G: Continuing with the journey, how does the idea of borders fit into your practice? 

R: For me, the border represents an overflow. In these overflows, various human practices are mixed, and this is especially evident in situations such as the massive arrival of immigrants to different countries in both North and South America. This phenomenon occurs not only at international borders, but also within the internal overflows that many countries possess. Many of these overflows are geographical and also ethnic.

G: Now all these critical analyses are contained in the book Territorios transformativos 2010-2020. How specifically did the texts and their selection come about?

R: Most of these projects arose from direct invitations from some artists and collectives, while others were driven by my own interest in exploring certain visualities and narratives of on-site visual arts work. The purpose of bringing these texts together is to present a review of a process that, over more than a decade, has sought to spread a vision that goes beyond the capital of Chile. In this global context, I understood that, in order to address territories and territorialities in a more complex way, it was necessary to consider not only ethnic, ethical, and psychopolitical conflicts, but also biological ones.

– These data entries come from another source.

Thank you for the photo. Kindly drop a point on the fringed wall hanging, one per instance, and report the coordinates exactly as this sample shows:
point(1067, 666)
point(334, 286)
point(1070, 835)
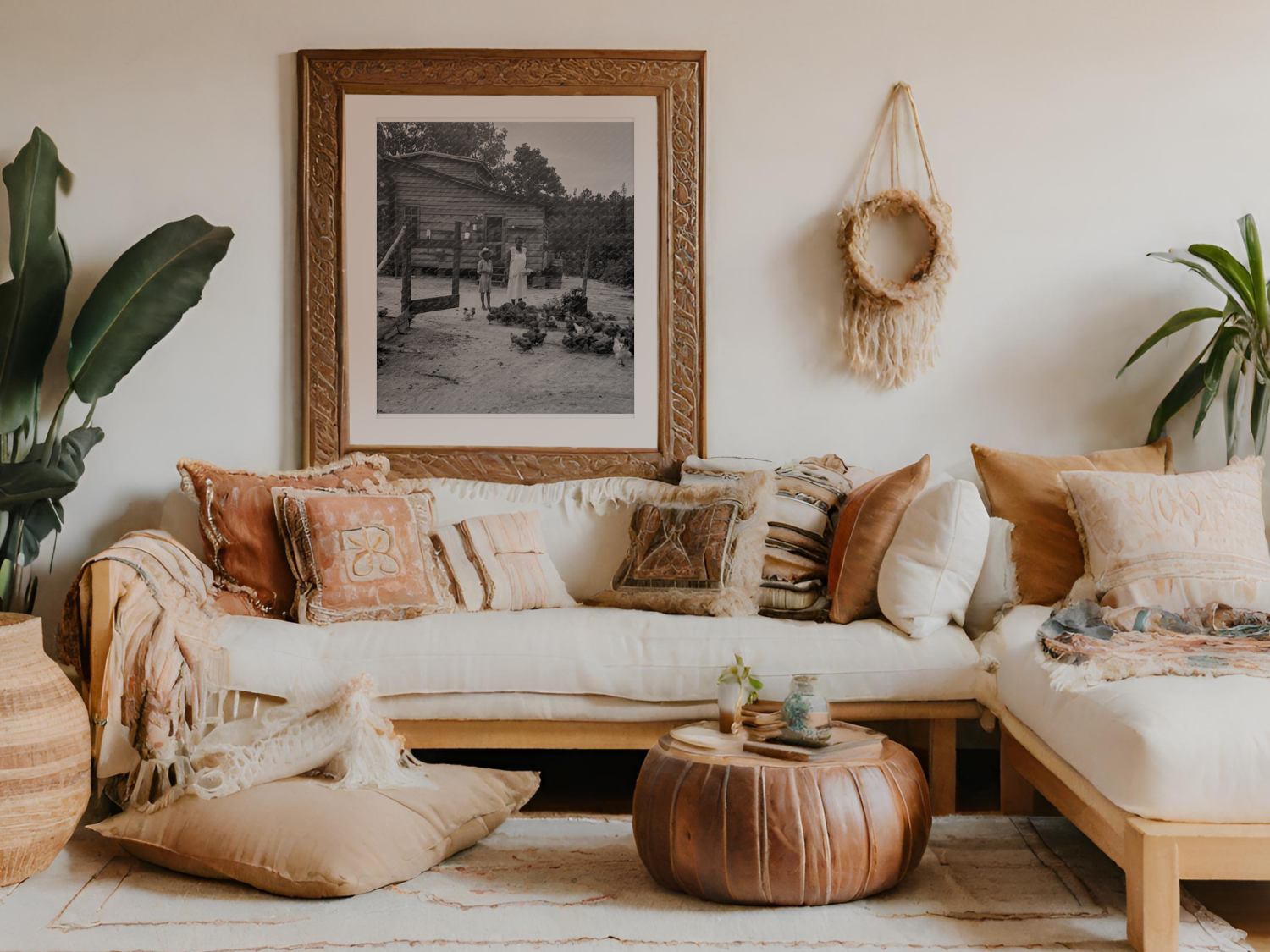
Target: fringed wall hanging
point(888, 327)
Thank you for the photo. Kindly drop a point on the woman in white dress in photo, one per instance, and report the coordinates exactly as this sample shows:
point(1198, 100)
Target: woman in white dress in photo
point(516, 271)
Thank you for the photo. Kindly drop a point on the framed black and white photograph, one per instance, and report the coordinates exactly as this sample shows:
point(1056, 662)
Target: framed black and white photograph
point(518, 278)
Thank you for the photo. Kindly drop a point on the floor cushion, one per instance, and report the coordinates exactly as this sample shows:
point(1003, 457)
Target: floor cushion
point(1166, 748)
point(609, 652)
point(301, 838)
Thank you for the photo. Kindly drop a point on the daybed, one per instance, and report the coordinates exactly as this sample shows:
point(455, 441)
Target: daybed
point(1166, 774)
point(566, 677)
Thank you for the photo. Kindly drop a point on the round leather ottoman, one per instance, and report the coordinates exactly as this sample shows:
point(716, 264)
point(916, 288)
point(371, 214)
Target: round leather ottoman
point(757, 830)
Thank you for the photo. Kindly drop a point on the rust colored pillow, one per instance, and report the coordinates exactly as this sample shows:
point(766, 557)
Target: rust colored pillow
point(240, 532)
point(865, 530)
point(1029, 492)
point(362, 556)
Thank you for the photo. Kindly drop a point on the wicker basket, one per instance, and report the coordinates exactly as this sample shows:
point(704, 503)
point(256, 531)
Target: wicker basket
point(45, 751)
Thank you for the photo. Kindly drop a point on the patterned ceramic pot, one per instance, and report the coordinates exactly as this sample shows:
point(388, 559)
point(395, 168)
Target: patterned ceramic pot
point(45, 754)
point(805, 713)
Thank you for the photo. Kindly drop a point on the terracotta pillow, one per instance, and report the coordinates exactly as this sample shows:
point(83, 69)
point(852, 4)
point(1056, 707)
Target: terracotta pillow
point(1173, 541)
point(302, 838)
point(866, 527)
point(361, 556)
point(500, 563)
point(240, 532)
point(698, 550)
point(1028, 492)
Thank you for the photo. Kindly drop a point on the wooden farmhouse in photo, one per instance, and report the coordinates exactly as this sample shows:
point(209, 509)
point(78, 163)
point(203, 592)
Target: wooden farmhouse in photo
point(432, 190)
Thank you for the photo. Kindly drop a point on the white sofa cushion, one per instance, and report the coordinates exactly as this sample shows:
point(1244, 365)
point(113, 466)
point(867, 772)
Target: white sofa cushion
point(1166, 748)
point(930, 568)
point(610, 652)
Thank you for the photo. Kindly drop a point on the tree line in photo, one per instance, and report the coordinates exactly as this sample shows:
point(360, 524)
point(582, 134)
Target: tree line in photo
point(587, 230)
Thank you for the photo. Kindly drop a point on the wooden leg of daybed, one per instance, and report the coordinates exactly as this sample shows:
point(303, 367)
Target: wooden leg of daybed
point(1152, 890)
point(941, 751)
point(1018, 796)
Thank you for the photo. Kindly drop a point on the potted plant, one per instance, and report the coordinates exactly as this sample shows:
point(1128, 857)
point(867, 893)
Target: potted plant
point(132, 307)
point(1236, 358)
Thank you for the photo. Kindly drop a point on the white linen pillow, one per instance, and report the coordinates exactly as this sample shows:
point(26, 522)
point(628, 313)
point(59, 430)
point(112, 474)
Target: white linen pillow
point(932, 564)
point(1178, 542)
point(997, 586)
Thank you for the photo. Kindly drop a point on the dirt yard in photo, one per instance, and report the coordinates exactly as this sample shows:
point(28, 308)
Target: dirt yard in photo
point(447, 365)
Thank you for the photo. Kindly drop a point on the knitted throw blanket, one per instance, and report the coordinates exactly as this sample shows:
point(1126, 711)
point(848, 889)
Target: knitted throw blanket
point(1085, 644)
point(163, 728)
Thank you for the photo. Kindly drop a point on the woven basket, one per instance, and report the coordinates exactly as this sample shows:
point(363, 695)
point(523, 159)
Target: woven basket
point(45, 753)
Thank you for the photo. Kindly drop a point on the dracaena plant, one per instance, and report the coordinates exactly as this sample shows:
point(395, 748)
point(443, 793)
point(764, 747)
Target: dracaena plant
point(136, 302)
point(1236, 360)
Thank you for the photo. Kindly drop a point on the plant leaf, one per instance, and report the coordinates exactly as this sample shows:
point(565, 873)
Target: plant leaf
point(1186, 388)
point(1231, 269)
point(139, 300)
point(1260, 405)
point(30, 302)
point(1179, 322)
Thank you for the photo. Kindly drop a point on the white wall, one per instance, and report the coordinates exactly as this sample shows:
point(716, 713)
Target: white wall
point(1069, 137)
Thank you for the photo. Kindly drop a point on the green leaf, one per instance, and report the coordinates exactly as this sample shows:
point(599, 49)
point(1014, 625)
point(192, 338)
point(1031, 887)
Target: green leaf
point(1256, 266)
point(1214, 366)
point(1232, 399)
point(1260, 406)
point(139, 300)
point(30, 302)
point(1186, 388)
point(1231, 271)
point(30, 480)
point(1179, 322)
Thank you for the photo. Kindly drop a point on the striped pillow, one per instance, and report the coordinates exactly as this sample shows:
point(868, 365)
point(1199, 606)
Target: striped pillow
point(500, 563)
point(809, 494)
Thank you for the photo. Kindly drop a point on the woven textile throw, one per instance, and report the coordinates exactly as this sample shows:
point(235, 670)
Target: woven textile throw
point(1086, 644)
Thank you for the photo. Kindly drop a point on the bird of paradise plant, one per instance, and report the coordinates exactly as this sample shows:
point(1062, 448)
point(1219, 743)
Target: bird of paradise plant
point(1239, 352)
point(136, 302)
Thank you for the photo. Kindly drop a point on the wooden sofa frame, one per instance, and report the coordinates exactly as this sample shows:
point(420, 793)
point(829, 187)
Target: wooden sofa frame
point(941, 716)
point(1155, 855)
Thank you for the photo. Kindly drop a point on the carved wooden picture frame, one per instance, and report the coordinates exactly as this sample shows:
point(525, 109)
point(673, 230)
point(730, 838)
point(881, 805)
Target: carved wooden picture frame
point(673, 79)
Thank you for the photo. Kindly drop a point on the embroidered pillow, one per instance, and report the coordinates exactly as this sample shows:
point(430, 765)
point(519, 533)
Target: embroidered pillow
point(1173, 541)
point(361, 556)
point(240, 532)
point(1028, 492)
point(809, 494)
point(500, 563)
point(698, 550)
point(865, 531)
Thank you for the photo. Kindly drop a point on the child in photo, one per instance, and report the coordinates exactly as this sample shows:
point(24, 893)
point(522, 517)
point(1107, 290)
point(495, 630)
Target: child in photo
point(484, 276)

Transformativity, as a concept, contributes to offering a new perspective to understand these processes and their impact on communities and their territories.

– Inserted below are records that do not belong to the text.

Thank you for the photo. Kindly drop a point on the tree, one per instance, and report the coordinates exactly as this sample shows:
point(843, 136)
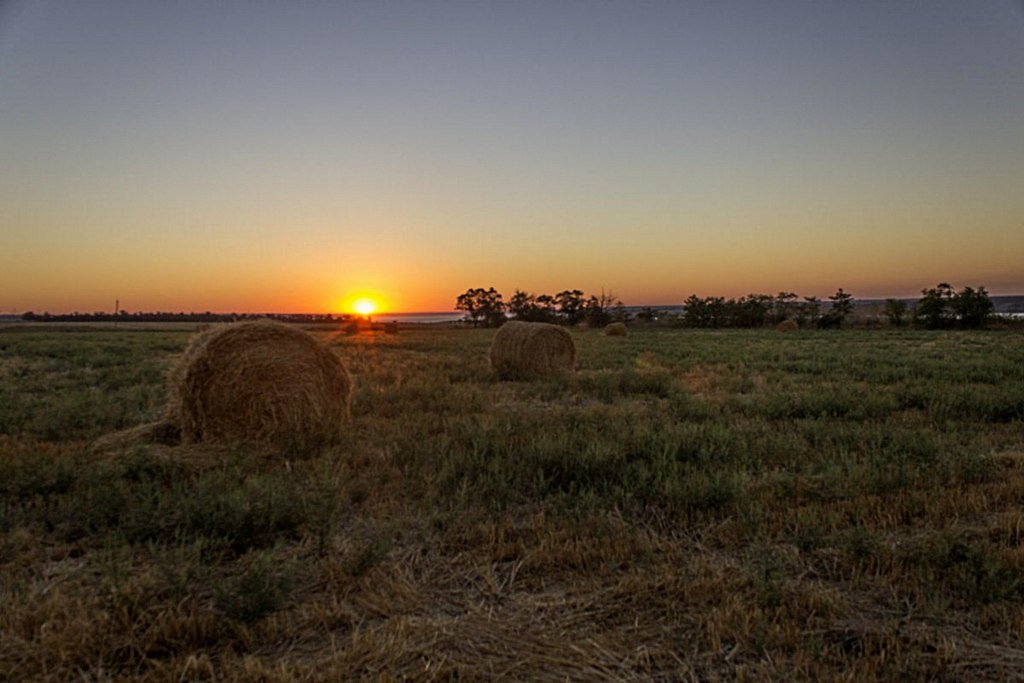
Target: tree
point(784, 306)
point(935, 306)
point(972, 307)
point(809, 312)
point(571, 306)
point(647, 314)
point(895, 310)
point(482, 306)
point(604, 308)
point(527, 307)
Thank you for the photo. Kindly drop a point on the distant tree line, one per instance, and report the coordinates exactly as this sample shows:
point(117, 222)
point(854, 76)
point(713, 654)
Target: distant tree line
point(943, 307)
point(487, 307)
point(167, 316)
point(940, 307)
point(758, 310)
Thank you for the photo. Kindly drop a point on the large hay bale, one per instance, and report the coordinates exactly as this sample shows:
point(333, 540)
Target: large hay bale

G: Could you elaborate further on the idea of transformativity?

It emerged in my reflective analysis, when, since 2011, I began several long curatorial research stays in Berlin. There, I came across this concept within the field of biology and ethnobotany. In this sense, Territorios transformativos 2010-2020 is committed to the dissemination of a group of artists who develop transformative practices, beyond the design times and logics.

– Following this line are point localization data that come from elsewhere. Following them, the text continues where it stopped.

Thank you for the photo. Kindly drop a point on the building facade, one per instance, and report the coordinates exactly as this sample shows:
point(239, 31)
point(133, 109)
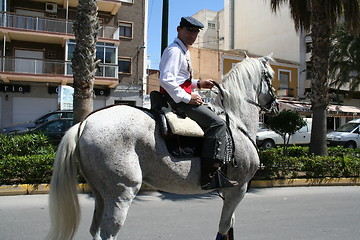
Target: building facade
point(37, 48)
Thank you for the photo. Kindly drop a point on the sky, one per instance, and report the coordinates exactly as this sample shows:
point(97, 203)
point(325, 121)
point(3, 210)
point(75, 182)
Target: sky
point(177, 9)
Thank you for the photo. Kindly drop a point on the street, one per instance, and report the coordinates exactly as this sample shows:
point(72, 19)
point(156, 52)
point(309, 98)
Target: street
point(302, 213)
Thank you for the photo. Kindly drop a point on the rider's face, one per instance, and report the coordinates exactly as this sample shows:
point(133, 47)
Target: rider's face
point(188, 34)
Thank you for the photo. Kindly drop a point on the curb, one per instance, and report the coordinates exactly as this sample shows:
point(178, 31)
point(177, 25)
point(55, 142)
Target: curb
point(28, 189)
point(305, 182)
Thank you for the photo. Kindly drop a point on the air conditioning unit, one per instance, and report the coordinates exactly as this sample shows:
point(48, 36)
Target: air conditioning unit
point(51, 7)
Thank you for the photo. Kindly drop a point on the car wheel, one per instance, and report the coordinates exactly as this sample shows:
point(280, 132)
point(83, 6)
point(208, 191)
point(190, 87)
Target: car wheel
point(268, 143)
point(350, 145)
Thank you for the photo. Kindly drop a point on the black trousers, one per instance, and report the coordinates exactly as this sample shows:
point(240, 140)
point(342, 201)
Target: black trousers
point(213, 126)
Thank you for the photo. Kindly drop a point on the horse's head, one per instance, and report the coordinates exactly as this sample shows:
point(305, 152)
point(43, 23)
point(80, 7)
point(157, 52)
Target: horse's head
point(266, 97)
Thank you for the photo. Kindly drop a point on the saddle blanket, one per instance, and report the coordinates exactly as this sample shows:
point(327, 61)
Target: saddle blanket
point(182, 126)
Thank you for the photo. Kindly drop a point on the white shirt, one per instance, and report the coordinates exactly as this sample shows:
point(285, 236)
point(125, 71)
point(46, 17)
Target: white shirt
point(174, 71)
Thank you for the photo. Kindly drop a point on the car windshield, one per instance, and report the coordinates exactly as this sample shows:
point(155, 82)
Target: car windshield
point(348, 127)
point(262, 127)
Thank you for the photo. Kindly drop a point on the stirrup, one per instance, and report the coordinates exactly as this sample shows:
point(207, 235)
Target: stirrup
point(219, 180)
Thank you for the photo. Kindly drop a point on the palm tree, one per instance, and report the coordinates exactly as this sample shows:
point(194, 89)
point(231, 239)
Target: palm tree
point(319, 18)
point(344, 59)
point(84, 62)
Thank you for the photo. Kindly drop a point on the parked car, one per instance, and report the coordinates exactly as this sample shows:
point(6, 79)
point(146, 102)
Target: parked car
point(268, 138)
point(37, 122)
point(348, 135)
point(54, 129)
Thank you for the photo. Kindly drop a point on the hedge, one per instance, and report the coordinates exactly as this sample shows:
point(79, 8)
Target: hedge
point(28, 159)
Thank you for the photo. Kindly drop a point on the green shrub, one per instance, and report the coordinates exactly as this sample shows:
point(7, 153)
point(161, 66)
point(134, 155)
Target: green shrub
point(25, 159)
point(30, 169)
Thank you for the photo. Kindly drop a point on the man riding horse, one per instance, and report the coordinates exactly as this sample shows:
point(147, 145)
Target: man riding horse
point(176, 81)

Transformativity is assuming that human and non-human processes are also part of the field of art research and are also a way of critically questioning territorialities. It is crucial to make these reviews visible and to highlight that these types of decentralized readings can be done constantly. I committed to that perspective, thinking it was of great interest to the context of what Chile has experienced recently. In fact, the book ends with the first anniversary of the 2019 social uprising. 

G: I find it very significant to close the book with an analysis, one year later, of the social uprising.

R: Yes, it was essential to create a space for reflection on what Chile experienced during such a complex period. Not only because of the uprising, but also because of the pandemic and the way in which the State repressed social demands through it. This text seeks to capture an emotional state of territoriality, not only in terms of physical space, but also of the tensions in different places in Chile. It was crucial for me to realize that we were not facing a simple "social explosion", as it was called, but rather an uprising with clear drives, political drives that defined its character. 

That's why I believe that transformativity encourages a deep reflection on what we have denied as a society. It also discusses how the art world, which is often seen as privileged, has failed to recognize these non-hegemonic social and cosmogonic realities. We already know that many artistic projects exploit social dramas without offering deep reflection and analysis. That is why I chose to examine these projects, because I believe that the most relevant ones, for example, to understand the uprising, are those that not only seek to portray political events, but also involve proposing a social reflection.

 

[Images courtesy of Rodolfo Andaur: 1.-Marcos Zegers, From the series Infraestructuras del desierto, 2015–2019; 2.-Nicolás Grum, Installation El gran pacto de Chile, 2014; 3.-Fabián España, From the series Desilusiones, 2012; 4.-Patricia Domínguez, Film still Los ojos serán lo último en pixelarse, 2016; 5.-Cholita Chic, Cholita Chic, 2014.]